Iman D. Nugroho
Bumi sudah beranjak tua. Itu sebuah kepastian. Namun, tidak berarti bumi akan segera “mati” karena “penyakit” polusi yang dideritanya. Campur tangan manusia, dengan diawali oleh peningkatan kepedulian, menjadi kunci utama upaya menyelamatkan bumi. Dengan semangat itulah South to South Film Festival 2010 hadir. “Kami secara khusus mengambil tema We Care,” kata Ferdinand Rachim, ketua pelaksana.
Pusat kebudayaan Jeman, Goethehaus dan Pusat Kebudayaan Prancis Jakarta atau CCF sedikit berbeda pada akhir minggu ketiga Januari 2010 ini. Ruangan yang biasanya selalu tenang itu, kali ini riuh dengan suara anak muda dan rancak perkusi. Beberapa kali gong tanda dimulainya sebuah pertunjukan film terdentang beberapa kali di Goethehause. Yup! Saat itulah, tepatnya 22-24 Januari 2010, digelar South to South Film Festival 2010 di Goethehaus dan CCF.
South to South Film Festival atau StoS adalah sebuah event budaya bertemakan lingkungan yang diselenggarakan oleh sembilan organisasi yang fokus dalam isu lingkungan hidup dan sosial. Seperti Jatam, Walhi, Climate Justice, Kiara, Gekko Studio, E, Sawit Watch, Solidaritas Perempuan dan Indonesia Berseru. Melalui event ini, ke Sembilan organisasi ini menyajikan berbagai hal yang terkait dengan persoalan social dan lingkungan hidup. Sementara nama South to South diambil karena event ini memunculkan persoalan-persoalan di negara bagian selatan hingga ke ujung selatan lain.

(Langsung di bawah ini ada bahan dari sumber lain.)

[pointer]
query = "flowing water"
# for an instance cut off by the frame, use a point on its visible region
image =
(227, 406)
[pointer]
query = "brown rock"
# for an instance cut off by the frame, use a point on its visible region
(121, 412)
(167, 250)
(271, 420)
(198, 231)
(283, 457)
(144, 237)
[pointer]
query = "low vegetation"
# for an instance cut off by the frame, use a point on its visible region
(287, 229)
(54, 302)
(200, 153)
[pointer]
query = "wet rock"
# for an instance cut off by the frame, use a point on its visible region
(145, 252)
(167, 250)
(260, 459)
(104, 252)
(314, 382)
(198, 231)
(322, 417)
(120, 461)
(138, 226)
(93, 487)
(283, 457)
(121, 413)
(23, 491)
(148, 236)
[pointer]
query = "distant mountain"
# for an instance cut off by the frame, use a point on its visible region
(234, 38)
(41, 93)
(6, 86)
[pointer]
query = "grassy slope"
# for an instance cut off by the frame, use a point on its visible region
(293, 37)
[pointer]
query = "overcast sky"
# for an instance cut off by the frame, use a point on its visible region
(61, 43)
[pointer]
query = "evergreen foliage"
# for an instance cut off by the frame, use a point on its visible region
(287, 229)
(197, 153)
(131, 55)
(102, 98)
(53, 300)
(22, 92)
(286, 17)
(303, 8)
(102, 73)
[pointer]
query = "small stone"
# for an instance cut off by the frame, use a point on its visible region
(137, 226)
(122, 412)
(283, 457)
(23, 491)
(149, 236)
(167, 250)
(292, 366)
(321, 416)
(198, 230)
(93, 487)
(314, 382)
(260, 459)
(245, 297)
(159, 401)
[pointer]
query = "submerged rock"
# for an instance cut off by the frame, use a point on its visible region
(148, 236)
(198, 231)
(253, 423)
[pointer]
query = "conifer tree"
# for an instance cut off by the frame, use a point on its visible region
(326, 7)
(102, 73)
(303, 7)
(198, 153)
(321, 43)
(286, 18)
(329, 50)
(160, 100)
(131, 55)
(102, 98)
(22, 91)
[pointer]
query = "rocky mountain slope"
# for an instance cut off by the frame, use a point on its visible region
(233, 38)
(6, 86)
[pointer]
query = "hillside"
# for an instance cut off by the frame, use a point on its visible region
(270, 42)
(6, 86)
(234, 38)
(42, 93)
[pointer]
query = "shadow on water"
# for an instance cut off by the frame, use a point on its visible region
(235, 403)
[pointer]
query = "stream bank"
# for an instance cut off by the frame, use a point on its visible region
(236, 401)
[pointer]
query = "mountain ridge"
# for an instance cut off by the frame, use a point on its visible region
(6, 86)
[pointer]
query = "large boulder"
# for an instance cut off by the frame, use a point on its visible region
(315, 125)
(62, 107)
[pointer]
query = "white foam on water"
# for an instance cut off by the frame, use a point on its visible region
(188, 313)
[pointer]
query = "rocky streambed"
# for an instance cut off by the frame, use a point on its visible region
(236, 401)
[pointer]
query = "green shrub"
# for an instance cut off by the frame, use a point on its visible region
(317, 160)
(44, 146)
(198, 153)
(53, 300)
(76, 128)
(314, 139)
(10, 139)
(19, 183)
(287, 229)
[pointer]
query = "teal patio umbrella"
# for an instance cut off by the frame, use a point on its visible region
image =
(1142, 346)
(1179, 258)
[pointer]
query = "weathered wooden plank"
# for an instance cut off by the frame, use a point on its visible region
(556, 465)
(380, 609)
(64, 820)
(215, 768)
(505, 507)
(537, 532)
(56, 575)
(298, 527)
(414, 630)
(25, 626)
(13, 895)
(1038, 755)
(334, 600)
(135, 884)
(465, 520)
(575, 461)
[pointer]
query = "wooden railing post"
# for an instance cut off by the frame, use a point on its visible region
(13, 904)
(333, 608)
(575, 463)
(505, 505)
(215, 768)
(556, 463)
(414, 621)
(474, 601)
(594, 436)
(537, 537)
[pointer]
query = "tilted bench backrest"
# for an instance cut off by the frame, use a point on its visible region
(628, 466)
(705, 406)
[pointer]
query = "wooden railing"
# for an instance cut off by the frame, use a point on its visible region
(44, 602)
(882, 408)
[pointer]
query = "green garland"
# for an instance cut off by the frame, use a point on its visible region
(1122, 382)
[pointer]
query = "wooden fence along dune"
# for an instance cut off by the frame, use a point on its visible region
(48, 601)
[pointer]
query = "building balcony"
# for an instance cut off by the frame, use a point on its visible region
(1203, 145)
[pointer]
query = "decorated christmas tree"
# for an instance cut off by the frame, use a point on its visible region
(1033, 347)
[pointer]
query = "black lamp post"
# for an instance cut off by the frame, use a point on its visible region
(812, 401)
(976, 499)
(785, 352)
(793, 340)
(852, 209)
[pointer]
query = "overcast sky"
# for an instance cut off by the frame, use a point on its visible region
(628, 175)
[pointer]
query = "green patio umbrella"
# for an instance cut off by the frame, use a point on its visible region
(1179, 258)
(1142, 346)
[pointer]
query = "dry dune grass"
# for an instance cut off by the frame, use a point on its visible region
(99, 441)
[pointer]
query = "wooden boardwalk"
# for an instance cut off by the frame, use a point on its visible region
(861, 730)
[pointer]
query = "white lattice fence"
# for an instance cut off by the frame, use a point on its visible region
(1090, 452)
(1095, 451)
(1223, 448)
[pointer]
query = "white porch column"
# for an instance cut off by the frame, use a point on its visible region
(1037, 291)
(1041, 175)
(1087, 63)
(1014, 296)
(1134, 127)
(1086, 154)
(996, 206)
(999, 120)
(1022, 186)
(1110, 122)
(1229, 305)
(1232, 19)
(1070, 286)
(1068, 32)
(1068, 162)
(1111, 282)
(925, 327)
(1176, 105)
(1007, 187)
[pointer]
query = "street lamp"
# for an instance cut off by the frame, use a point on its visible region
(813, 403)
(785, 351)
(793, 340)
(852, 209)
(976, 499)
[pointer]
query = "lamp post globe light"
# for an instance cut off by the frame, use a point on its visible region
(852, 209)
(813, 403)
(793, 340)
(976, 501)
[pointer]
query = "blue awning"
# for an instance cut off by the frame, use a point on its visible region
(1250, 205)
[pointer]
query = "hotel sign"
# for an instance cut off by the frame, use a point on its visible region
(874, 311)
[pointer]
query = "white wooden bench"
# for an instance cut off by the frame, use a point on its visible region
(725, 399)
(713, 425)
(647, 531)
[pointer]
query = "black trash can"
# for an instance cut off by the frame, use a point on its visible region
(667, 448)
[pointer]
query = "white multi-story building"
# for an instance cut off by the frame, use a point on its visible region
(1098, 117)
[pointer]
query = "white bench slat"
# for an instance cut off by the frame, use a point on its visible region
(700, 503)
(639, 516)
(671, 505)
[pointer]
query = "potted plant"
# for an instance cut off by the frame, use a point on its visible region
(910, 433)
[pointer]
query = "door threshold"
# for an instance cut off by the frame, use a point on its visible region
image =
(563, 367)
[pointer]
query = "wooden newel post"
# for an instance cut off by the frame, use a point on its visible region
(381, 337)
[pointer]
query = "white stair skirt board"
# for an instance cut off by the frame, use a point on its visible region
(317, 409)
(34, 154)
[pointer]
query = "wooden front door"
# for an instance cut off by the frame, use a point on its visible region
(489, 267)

StoS pertama kali menggebrak Indonesia pada 2006. Dengan tema Di Balik Kemilau Emas, festival film alternative ini menyita perhatian publik. Dua tahun kemudian, pada 2008, kembali digelar StoS kedua dengan tema besar “Vote for Live.” Meski memakai kata film festival, namun StoS sangat berbeda dengan film festival kebanyakan. Ukuran-ukuran dalam sebuah film, sedikit diabaikan dalam festival ini. “Bukan capaian artistiknya, melainkan bagaimana mengemas sebuah isu lingkungan dalam sebuah film,” kata Ferdinand.